Quotes
Last Updated on September 5, 2023, by eNotes Editorial. Word Count: 498
Once committed to what they regarded as a just and necessary war, these sons of Puritans hardened their hearts and became the most implacable of foes. Their many enemies who lived by a warrior-ethic always underestimated them, as a long parade of Indian braves, French aristocrats, British Regulars, Southern planters, German fascists, Japanese militarists, Marxist ideologues, and Arab adventurers have invariably discovered to their heavy cost.
English Reformation men are not widely known as men at arms; yet, when they are roused, there are few more determined fighters. King Charles's Cavalier army discovered this at their peril during the English Civil War. It was a Puritan, Lord Lisle, who read the king his death sentence for treason (for taking up arms against Parliament). Lord Lisle's descendants settled New England and fought a second time against another British king, who would not respect their rights under the British constitution. Few historians understand the mentality and character of the English reformers (slandered as Puritans by their enemies) and their leading role in the American Revolution as well as David Hackett Fischer does.
As this volume goes to press the only creature less fashionable in academe than the stereotypical "dead white male," is a dead white male on horseback.
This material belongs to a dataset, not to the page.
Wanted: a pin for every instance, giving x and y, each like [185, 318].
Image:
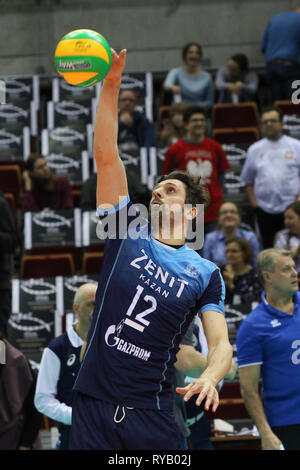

Fischer shows in Paul Revere's Ride that there is still a lot of fascinating new information to be learned about the "dead white males on horseback" that founded the American republic. It is hard to remember today that they were just ordinary white British subjects who rose to the occasion and, by doing so, became the first Americans. Everybody knew them, as they were active in town life, but what made them great men and women was how they stood up for themselves and responded to encroachments on their traditional liberties and their right to self-government. Fischer shows how more than sixty heroic ordinary men and women were part of the underground network that effectively responded to the British march to arrest and hang their patriot leaders.
This book's . . . purpose is to return to the primary sources, to study what actually happened, to put Paul Revere on his horse again, to take the midnight ride seriously as an historical event, to suspend fashionable attitudes of disbelief toward an authentic American hero, and move beyond the prevailing posture of contempt for a major British leader. Most of all it is to study both Paul Revere and Thomas Gage with sympathy and genuine respect.
Fischer is able to approach the participants from a refreshingly non-partisan manner. The British officers and soldiers are not automatically "bad," and the rebel leaders are not automatically saints. This was a civil war that divided nations, families, congregations, neighbors, and siblings. Many of the Whigs (rebels) had formerly been Tories (British loyalists), and vice versa. Fischer's understanding of British America and his respect for primary sources make him a historian's historian, and his ability to tell a good story with these materials makes him a popular author to boot.